A Universidade do Minho, que foi a primeira instituição de ensino superior a assumir que não haverá aulas presenciais até ao final do segundo semestre deste ano académico, definiu um quadro “flexível” porque espera que em algumas disciplinas possa ainda haver actividades presenciais.

“Se a situação se estender, temos de garantir que os alunos não são prejudicados e que os conteúdos são dados na mesma, principalmente em cadeiras como as de pintura e escultura, inerentemente práticas, ou unidades curriculares cujo funcionamento depende de espaços e materiais só encontrados dentro da faculdade, como Práticas de Fotografia, Gravura ou Cerâmica”, explica a vice-presidente da Associação de Estudantes da Faculdade de Belas Artes do Porto, Julia Favero Leite. Os estudantes são favoráveis a um “prolongamento do semestre para o Verão” para poder dar resposta às necessidades das disciplinas presenciais.

A concentração das aulas práticas no Verão “é uma solução”, mas não é ainda a solução definitiva, reforça Pedro Dominguinhos. O CCISP continua a avaliar os impactos dos vários cenários e à procura de definições não só para as aulas que têm que ser mantidas presencialmente como para os estágios – que são uma parte importante dos cursos técnicos superiores profissionais, leccionados pelos politécnicos. “Há estágios que estão a ser feitos em teletrabalho. Para os outros casos, precisamos de ter elementos de avaliação equiparáveis, mas nem sempre será possível”, explica.

O CRUP criou, na semana passada, um grupo de trabalho que vai estudar as possíveis modalidades de avaliação que podem ser aplicadas no actual contexto de suspensão das actividades presenciais.

E os cursos de Saúde?

Entre os cursos com uma componente prática que não pode ser substituída por ensino à distância, a formação de profissionais de saúde está a merecer uma atenção particular das instituições de ensino superior. Estes estudantes foram os primeiros a deixar de ter aulas. Logo no início do mês, quando o total de doentes infectados com o novo coronavírus (SARS-CoV-2) ainda estava na casa das dezenas, o Conselho de Escolas Médicas Portuguesas (CEMP) recomendou a suspensão de aulas presenciais nas faculdades de Medicina, hospitais e centros de saúde. Cursos como Enfermagem ou os das Tecnologias da Saúde acabariam por seguir a mesma recomendação.

A situação é particular porque, o regresso às aulas práticas, feito em contexto hospitalar ou de centros de saúde, depende não só da evolução da pandemia, como “do grau de fadiga do Serviço Nacional de Saúde” depois de estabilizada a situação sanitária, adverte o presidente do CCISP, Pedro Dominguinhos.
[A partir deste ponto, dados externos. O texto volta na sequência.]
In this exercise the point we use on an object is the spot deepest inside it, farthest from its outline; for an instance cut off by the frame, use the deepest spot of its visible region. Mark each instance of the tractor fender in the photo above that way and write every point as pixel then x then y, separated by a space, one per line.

“Infelizmente não podemos esquecer que no fim desta crise, muitos dos serviços clínicos estarão esgotados, pelo que o retorno da formação poderá não ser imediata”, concorda Mar Mateus da Costa, presidente da Associação Nacional de Estudantes de Medicina (ANEM), reconhecendo que as actuais circunstâncias impedirão provavelmente o retorno às unidades de saúde num período compatível com o final, “mesmo se alargado”, deste ano lectivo”.

Os alunos de Medicina defendem, por isso, que as faculdades devem agora garantir que a formação teórica é finalizada neste ano lectivo, em regime de ensino à distância. O Governo e as escolas médicas devem depois “garantir que eventuais falhas formativas são colmatadas no futuro”, através de programas especiais ou da reorganização da formação pós-graduada dos médicos, propõe a ANEM.